Irrational Exuberance!

Things I'll Miss in Japan

June 8, 2008. Filed under jetjapan

As I'm prone to doing, I'm sitting here on the two and a half hour train ride from Hidafurukawa to Nagoya and thinking about my experience in Japan. It doesn't quite feel real that I'll be leaving in less than two months. Well, perhaps it feels real, but it just doesn't mean anything yet. There is still too much school left to teach to simply let it flow past me, and so I have yet to reach the emotional release of this chapter's ending.

But, sitting on this train--while staring out the window into the darkness and an occasional street lamp--I've begun to reflect on some things that I will miss about Japan. These aren't going to be the entertainment highlights--karaoke, clubs or izakayas--but instead disjoint pieces of my transient experience here.

Kamioka

I really like the little town I have been living in. Its small, has a few nice places, and took excellent care of me in its absent-minded fashion. Initially the first thing that struck me about Kamioka is that its surrounded by these tall, gorgeous mountains that simply erupt into the sky in every direction. Its easy to lose sight of those sky-skewering peaks, but when you stop and look around you realize they're still there... and they're still amazing.
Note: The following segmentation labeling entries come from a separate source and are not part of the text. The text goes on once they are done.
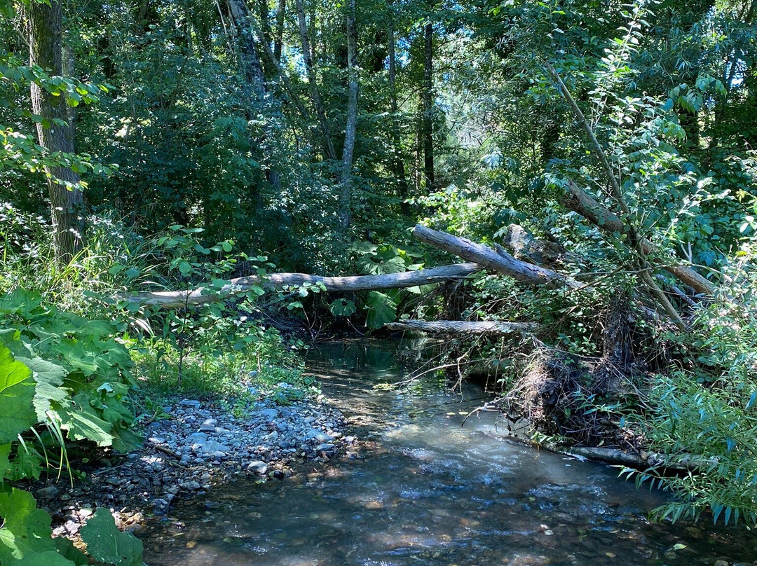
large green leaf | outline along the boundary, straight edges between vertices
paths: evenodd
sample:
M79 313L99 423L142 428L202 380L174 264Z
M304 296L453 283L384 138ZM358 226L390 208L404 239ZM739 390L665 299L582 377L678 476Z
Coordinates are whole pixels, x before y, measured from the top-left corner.
M68 431L69 438L74 440L92 440L98 446L109 446L113 443L111 434L113 424L100 418L98 411L90 404L92 397L87 392L76 394L73 403L61 404L58 410L63 424L61 428Z
M142 541L116 527L111 512L100 508L82 528L90 557L114 566L142 566Z
M76 566L84 566L89 561L86 555L73 546L73 543L63 536L53 539L58 552L64 558L67 558Z
M50 515L37 508L31 493L14 488L0 493L0 564L15 564L27 554L55 551Z
M0 444L37 422L32 371L0 344Z
M387 294L372 291L366 301L368 316L366 324L371 328L380 328L397 318L397 303Z
M13 566L76 566L76 563L61 556L55 550L48 550L39 554L26 555L17 562L14 562Z

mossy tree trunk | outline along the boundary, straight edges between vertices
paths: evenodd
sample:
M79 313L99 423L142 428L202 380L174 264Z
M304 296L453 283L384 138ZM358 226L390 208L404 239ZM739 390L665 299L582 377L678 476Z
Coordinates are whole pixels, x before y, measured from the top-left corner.
M61 0L49 4L31 2L29 14L30 62L51 76L63 73L63 6ZM31 86L32 111L39 117L37 137L50 155L73 154L73 113L65 97L55 95L36 82ZM63 156L61 156L63 157ZM82 250L84 230L84 195L78 187L79 176L70 167L45 167L52 218L56 260L67 265Z

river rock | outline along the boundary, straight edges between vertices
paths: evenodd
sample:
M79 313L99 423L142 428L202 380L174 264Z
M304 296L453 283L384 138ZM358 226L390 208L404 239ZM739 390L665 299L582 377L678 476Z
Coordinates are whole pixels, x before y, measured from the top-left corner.
M55 486L48 486L37 490L34 492L34 495L38 499L55 499L60 493Z
M279 416L279 409L263 409L258 412L269 421Z
M255 460L248 465L247 471L252 474L259 474L261 476L264 476L268 471L268 466L262 460Z
M215 432L217 424L218 424L218 421L215 418L206 418L203 421L202 424L200 425L200 430L207 432Z
M192 446L192 448L199 445L199 450L205 454L213 453L217 452L228 452L231 449L226 444L221 444L220 442L216 442L215 440L207 440L203 443L198 443Z
M165 499L153 499L152 510L155 515L165 515L168 511L169 503Z
M204 432L195 432L187 437L187 444L202 444L207 441L207 434Z

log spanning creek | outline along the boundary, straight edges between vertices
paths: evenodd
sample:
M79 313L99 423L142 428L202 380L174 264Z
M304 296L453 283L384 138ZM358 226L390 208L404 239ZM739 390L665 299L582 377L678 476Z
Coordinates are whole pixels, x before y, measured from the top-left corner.
M431 375L403 389L391 342L331 344L309 372L366 442L291 477L240 479L146 533L151 566L718 564L757 559L743 527L653 524L666 496L617 470L502 438L483 391ZM462 424L462 425L461 425ZM718 561L723 561L718 562Z

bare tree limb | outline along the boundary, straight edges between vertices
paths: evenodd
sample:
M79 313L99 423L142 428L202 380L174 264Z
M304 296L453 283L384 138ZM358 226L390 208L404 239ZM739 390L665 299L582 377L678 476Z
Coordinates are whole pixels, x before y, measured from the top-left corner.
M420 224L416 225L413 229L413 235L422 242L454 253L463 260L480 263L488 269L509 275L522 283L546 285L550 288L580 286L578 281L570 277L516 260L504 250L497 252L464 238L432 230Z
M428 269L407 271L403 273L386 273L380 275L322 277L307 273L271 273L265 277L250 275L232 279L228 285L213 292L209 292L207 288L204 288L188 291L146 291L121 298L145 306L175 309L182 308L185 305L213 303L229 294L246 292L254 287L276 289L310 283L313 285L322 285L329 291L399 289L460 279L483 269L484 266L478 263L456 263Z
M411 331L414 332L434 332L446 334L505 334L533 333L542 328L536 322L505 322L497 321L473 322L462 320L403 320L384 325L388 330Z

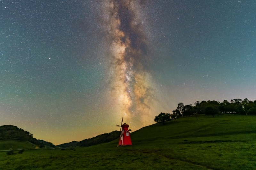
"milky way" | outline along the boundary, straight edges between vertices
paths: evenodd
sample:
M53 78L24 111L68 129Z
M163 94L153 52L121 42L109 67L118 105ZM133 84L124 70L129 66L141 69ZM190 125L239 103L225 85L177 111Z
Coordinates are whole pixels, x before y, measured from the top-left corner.
M125 121L146 123L153 90L139 1L112 0L103 5L112 94Z

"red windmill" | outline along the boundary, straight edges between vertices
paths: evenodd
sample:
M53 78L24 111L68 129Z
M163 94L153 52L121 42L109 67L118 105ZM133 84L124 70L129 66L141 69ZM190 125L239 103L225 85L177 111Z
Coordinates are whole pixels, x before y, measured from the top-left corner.
M121 124L123 123L123 120L124 117L122 118L122 121ZM132 141L131 140L130 132L128 128L129 125L124 123L121 126L116 125L116 126L121 127L120 131L121 131L121 134L120 135L120 138L119 139L119 143L118 146L125 146L125 145L132 145Z

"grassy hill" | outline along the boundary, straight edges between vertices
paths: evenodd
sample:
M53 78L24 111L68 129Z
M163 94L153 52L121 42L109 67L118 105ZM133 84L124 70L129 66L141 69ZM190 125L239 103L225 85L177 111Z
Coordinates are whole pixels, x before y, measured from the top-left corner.
M4 140L0 141L0 151L22 149L35 149L37 145L28 141L20 141L17 140Z
M0 152L0 169L255 169L255 122L233 115L180 118L132 133L132 145L125 147L117 147L117 139L72 150Z

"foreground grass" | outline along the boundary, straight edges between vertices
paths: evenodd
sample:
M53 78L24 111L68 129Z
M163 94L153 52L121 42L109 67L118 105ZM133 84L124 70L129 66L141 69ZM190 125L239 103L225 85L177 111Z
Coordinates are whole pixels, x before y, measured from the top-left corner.
M75 151L0 152L0 169L255 169L255 121L238 115L185 117L134 132L132 145L126 147L116 147L116 140Z

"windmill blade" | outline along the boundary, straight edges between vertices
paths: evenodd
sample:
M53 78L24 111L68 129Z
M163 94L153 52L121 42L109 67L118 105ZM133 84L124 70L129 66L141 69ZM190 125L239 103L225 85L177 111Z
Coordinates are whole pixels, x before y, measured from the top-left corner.
M124 117L122 117L122 121L121 122L121 126L122 126L123 125L122 124L123 124L123 119L124 119Z
M122 122L121 122L121 126L122 126L122 124L123 123L123 119L124 119L124 117L122 117ZM120 128L120 131L122 131L122 127L121 127Z

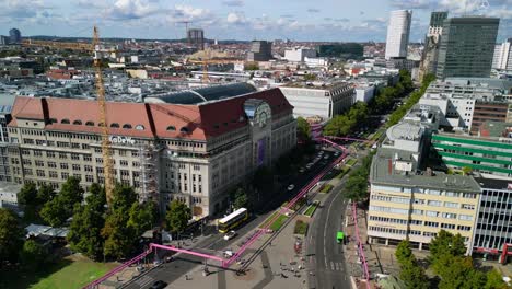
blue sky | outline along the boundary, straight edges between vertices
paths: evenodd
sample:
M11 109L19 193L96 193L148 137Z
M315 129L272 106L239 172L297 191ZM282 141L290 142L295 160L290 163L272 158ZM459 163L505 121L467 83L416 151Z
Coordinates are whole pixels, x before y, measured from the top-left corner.
M183 21L218 39L385 41L389 11L411 9L411 42L423 38L430 12L501 19L512 37L512 0L1 0L0 34L178 38ZM487 9L481 9L481 5Z

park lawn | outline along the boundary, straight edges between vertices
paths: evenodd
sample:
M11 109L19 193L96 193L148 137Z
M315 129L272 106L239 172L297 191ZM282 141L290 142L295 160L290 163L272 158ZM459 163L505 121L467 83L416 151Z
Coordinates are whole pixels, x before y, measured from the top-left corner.
M32 289L67 289L81 288L89 282L102 277L105 273L116 267L112 263L96 263L86 258L73 261L60 270L40 279L30 288Z
M382 136L382 130L377 130L370 140L377 140Z
M334 186L331 184L325 184L319 190L319 193L329 193L333 188Z
M266 228L269 224L270 220L276 218L276 215L279 215L279 217L268 227L268 229L272 231L281 229L282 224L287 221L288 217L281 215L279 211L276 211L272 215L270 215L270 217L268 217L267 220L265 220L261 227Z
M358 161L354 160L354 159L349 159L349 160L347 161L347 165L353 166L357 162L358 162Z
M344 167L341 167L341 172L339 174L337 174L335 176L335 178L341 178L344 177L348 172L350 171L350 167L347 166L347 165L344 165Z
M307 227L310 227L309 223L301 221L301 220L296 220L295 228L293 229L293 233L305 235L307 233Z

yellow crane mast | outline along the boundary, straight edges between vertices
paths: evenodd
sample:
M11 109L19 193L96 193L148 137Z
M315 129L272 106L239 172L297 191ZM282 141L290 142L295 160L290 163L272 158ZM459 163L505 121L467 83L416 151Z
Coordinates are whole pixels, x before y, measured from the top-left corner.
M100 32L96 26L93 31L93 54L100 45ZM102 130L102 155L103 155L103 175L105 177L105 194L108 206L110 206L114 190L113 160L110 153L110 141L108 140L108 124L106 112L105 88L103 86L102 62L100 58L94 58L94 72L96 79L97 104L100 108L100 127Z

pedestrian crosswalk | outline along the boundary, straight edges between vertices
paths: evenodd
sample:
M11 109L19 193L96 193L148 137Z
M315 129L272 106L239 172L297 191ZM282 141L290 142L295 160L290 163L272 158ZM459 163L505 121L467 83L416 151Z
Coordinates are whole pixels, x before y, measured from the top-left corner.
M344 264L341 262L330 262L330 270L337 270L337 271L342 271L344 270Z
M138 286L140 286L140 288L144 288L146 286L149 286L150 284L152 284L154 281L154 279L148 275L144 275L142 277L140 277L139 279L137 279L135 281L135 284L137 284Z

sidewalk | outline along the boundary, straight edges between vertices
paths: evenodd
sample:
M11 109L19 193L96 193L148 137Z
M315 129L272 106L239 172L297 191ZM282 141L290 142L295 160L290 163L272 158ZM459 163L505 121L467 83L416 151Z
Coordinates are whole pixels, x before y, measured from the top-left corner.
M304 251L295 254L294 248L293 229L298 219L304 220L304 217L293 215L281 231L261 235L231 268L209 266L210 274L205 276L203 266L199 265L167 288L305 288Z

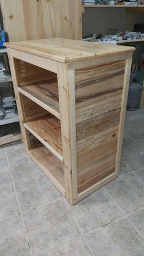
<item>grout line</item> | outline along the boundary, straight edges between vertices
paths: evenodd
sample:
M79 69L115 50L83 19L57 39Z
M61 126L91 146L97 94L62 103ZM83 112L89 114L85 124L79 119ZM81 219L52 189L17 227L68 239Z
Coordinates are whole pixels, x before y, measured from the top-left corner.
M55 203L56 202L57 202L57 201L60 201L60 200L62 200L62 199L63 199L63 197L60 197L60 198L59 198L59 199L56 199L56 200L54 200L53 201L51 201L51 202L48 202L48 203L43 203L43 205L36 205L36 206L34 206L33 207L30 207L29 209L27 209L27 210L24 210L24 211L22 211L21 210L21 213L26 213L27 211L32 211L32 210L34 210L34 209L37 209L37 208L40 208L40 207L45 207L45 206L46 206L46 205L51 205L51 203Z
M121 162L123 162L123 161L121 161ZM123 163L124 164L125 164L125 166L127 167L127 168L129 168L129 170L132 172L132 174L134 174L134 175L135 175L135 176L136 176L136 177L139 178L139 180L140 180L140 181L141 182L144 182L144 181L143 181L143 180L142 180L142 179L140 178L140 177L139 175L137 175L137 174L135 174L135 172L139 172L139 170L143 170L143 168L141 168L141 169L138 169L138 170L131 170L131 169L129 167L128 167L128 166L127 166L127 164L125 164L124 162L123 162ZM119 176L118 178L119 178L119 177L123 177L123 175Z
M27 234L26 227L26 225L25 225L25 224L24 224L24 219L23 219L23 214L22 214L22 212L21 212L21 206L20 206L19 199L18 199L18 195L17 195L17 193L16 193L15 185L15 181L14 181L14 180L13 180L13 178L12 172L12 170L11 170L11 167L10 167L10 166L9 160L9 158L8 158L8 156L7 156L7 152L6 152L5 148L4 148L4 150L5 150L5 154L6 154L6 157L7 157L8 164L9 164L9 169L10 169L10 176L11 176L11 178L12 178L12 184L13 184L13 189L14 189L14 191L15 191L15 197L16 197L16 200L17 200L17 203L18 203L18 205L19 210L20 210L20 216L21 216L22 223L23 223L23 227L24 227L24 229L25 232L26 232L26 239L27 239L28 246L29 246L29 250L30 250L30 253L31 254L32 254L32 250L31 250L31 244L30 244L29 240L28 234Z
M81 234L81 236L82 236L82 237L83 240L84 240L84 241L85 241L85 244L87 244L87 247L88 247L88 249L89 249L89 251L90 251L90 252L91 253L92 255L93 255L93 256L94 256L94 254L93 253L93 251L92 251L92 248L91 248L90 246L89 245L89 244L88 244L88 241L87 241L87 239L85 238L85 236L84 236L84 234L83 232L82 231L82 230L81 230L81 227L79 227L79 224L78 224L78 222L77 222L77 220L76 219L76 218L75 218L74 216L73 215L73 211L72 211L72 210L71 210L71 207L70 207L70 205L69 205L69 204L68 204L68 203L67 202L67 203L68 206L68 208L69 208L70 213L71 215L72 216L72 217L73 217L73 219L74 219L74 222L75 222L76 224L77 225L77 227L78 227L78 229L79 229L79 232L80 232L80 233Z
M84 235L85 236L85 235L90 235L90 234L95 232L95 231L98 232L99 230L103 228L104 227L112 225L113 223L117 222L117 221L120 221L121 219L125 219L125 218L126 218L126 217L124 216L123 216L121 217L120 217L117 219L114 219L113 221L112 221L111 222L107 223L106 224L104 224L104 225L101 225L100 227L93 229L90 230L84 231Z
M59 248L59 247L60 247L60 246L63 246L63 245L65 245L65 244L68 244L69 243L72 242L73 241L74 241L74 240L77 240L77 238L80 238L80 239L81 239L81 238L82 238L82 236L81 236L81 235L79 235L79 236L74 237L74 238L70 239L70 240L67 241L67 242L62 243L62 244L59 244L58 246L54 246L54 247L52 247L52 248L51 248L51 249L46 249L46 250L43 251L41 251L41 252L38 252L38 254L34 254L34 256L38 256L38 255L40 255L41 254L43 254L43 253L46 252L49 252L49 251L53 251L53 250L54 250L55 249Z
M0 185L0 188L2 188L2 187L4 187L7 185L10 185L10 184L12 185L12 181L11 182L9 182L7 183L4 183L4 184L3 184L3 185Z
M134 172L137 172L138 170L143 170L144 168L143 167L142 167L142 168L140 168L140 169L138 169L137 170L132 170L131 168L130 168L130 167L129 167L129 166L127 164L126 164L123 161L122 161L121 160L121 162L124 164L125 164L125 166L127 167L127 168L128 168L132 173L134 173Z
M129 214L126 214L123 210L121 208L120 205L115 202L115 200L113 199L110 194L109 192L109 191L106 189L106 188L104 188L104 189L107 192L107 194L110 196L111 199L113 200L113 202L117 205L121 212L124 214L124 216L128 219L128 221L131 223L131 225L133 227L133 228L135 229L135 230L137 232L137 233L139 235L139 236L144 240L144 236L141 234L140 231L137 229L137 228L135 226L135 225L132 223L132 222L129 219L128 216Z
M134 214L135 213L139 213L139 211L142 211L143 210L144 210L144 207L142 207L139 209L135 210L135 211L132 211L131 213L128 213L127 214L127 216L129 218L129 216L131 216L131 215Z

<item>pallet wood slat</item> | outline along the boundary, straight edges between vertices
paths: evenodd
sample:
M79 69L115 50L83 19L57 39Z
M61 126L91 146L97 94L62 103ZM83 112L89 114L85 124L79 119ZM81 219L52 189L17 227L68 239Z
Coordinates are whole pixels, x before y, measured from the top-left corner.
M29 120L24 127L33 134L58 158L63 161L60 123L52 115L46 115Z
M26 151L73 205L118 175L134 48L62 38L5 45Z
M18 91L60 119L58 87L55 79L28 84L19 87Z

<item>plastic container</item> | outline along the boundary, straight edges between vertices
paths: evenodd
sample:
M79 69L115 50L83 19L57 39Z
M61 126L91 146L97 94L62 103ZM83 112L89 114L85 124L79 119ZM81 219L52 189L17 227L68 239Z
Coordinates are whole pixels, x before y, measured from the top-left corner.
M129 82L127 110L137 110L140 108L142 86L136 81L134 74L131 73Z

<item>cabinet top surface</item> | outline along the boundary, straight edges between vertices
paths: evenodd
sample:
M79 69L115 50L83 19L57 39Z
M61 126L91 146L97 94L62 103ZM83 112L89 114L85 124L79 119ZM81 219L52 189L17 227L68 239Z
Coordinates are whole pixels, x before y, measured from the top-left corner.
M126 53L135 49L134 47L58 38L5 43L4 45L62 63Z

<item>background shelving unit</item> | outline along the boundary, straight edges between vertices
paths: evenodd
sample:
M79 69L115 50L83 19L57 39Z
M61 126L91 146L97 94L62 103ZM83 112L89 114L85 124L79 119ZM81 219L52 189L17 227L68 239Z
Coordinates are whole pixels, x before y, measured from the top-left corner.
M7 92L11 92L12 95L13 95L14 92L12 84L12 78L11 75L9 74L7 49L0 49L0 55L2 56L4 54L5 65L7 66L8 77L5 78L0 78L0 95L1 93L5 90ZM11 124L14 124L15 123L15 123L15 129L14 125L11 125ZM18 129L18 123L19 117L17 113L16 113L15 115L13 117L4 118L3 119L0 120L0 145L21 139L20 129ZM19 132L18 133L18 130ZM15 131L16 131L16 133L15 133Z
Kamioka has been an educational experience for me in so many little ways. Who the hell thought of shops closing on random days of the week? And all of them closing by 8:00 PM? Small town living isn't something I ever experienced quite like this before, and I'm grateful for the experience. Its certainly a complete pain in the ass sometimes, but I'm sure I'll miss it (since I won't have to deal with it anymore, and can just grin at the inconveniences instead of living with them).

Warren

Warren. Warren, is the other ALT in Kamioka, and is one of the few sane ALTs in my region. Seriously, if you pull the drawstring on your inflatable psychiatrist and send him out here, the good Doctor Acme will confirm this finding. Warren has a certain habit of looking at an absurd situation and saying "Really?" in a way that makes it fairly clear that the rest of the sentence--if completed--would be "Did that really just happen?"

Warren is among the sacred few individuals who hasn't inspired me to harbor those same "Really?" sentiments about him. And he's managed all of that, despite being a Canadian. Remarkable, really.

El Sol

El Sol is the best bar in Kamioka. Its perhaps the best bar in Japan, depending heavily on your bar criteria. The bartender, Keiko, is remarkably friendly, the food is good, the decor is comfortable, and nama beer is only 550 yen, instead of 600 like most places. Its basically the Mecca of the friendly bar.

I remember my 11th grade English teacher playing a recording of a poem for us one day. It was about Mary J. Blige, and the piece of the poem that I remember is "Sure, she gained a little weight..." and then it went on to say that she was still Mary J., and thus deserving of our love. Thats kind of how I feel about El Sol. Sure, it could be a little bit bigger, and--hey--it could have a pool table. But its keeps getting better without ever changing a bit. When your local bar has mastered the teachings of the Tao, you can rest assured you are in good hands.

Teiju

Teiju is the kissatten of Kamioka. Or at least its the kissatten of my Kamioka. We tend to translate kissatten as cafe or coffee shop, but I'd describe it more as cafe that makes like a pumpkin and turns into a restaurant when lunch hours start. The katsu curry is amazing, and so is the katsu-teishoku, and so is the wafu-hambagu-teishoku. Yeah, I basically only eat those three dishes there.

Its a friendly, inexpensive restaurant in a town with a serious restaurant shortage. Kamioka will immediately cease to exist simultaneously with Teiju finally closing its doors. Mark my word, nature abhors a vacuum, even if its only of restaurants.

Yamanomura

Yamanomura is one of the three schools I teach at, and its a completely different experience than my other two schools. The school has fourteen students, and most classes have three or four kids. This has let me really get to know the kids in a different way than I have at the other schools. The lessons tend to be extremely different as well, since the goal is teaching rather than survival.

The kids all grow up on farms in a rural community, The school feels like--and in some cases literally is--a family, and its a warm family to be briefly adopted into.

Thursday night basketball

For the past three months I've played basketball most every week with a group of local guys. Their ages range from maybe twenty to thirty, and they are real people. Just people coming out to play basketball once a week and have fun doing it. For a while there, basketball was the highlight many of my weeks. Its still one of my favorite times of the week, and the people I play with are some of my favorite people I've met in Japan. I'm not sure if I'll ever find a regular basketball game again like this one where I can just come and kick it once a week. Hopefully.

I'm sure there are other things I'll miss, but these are the ones that come to mind on this evening train ride into civilization.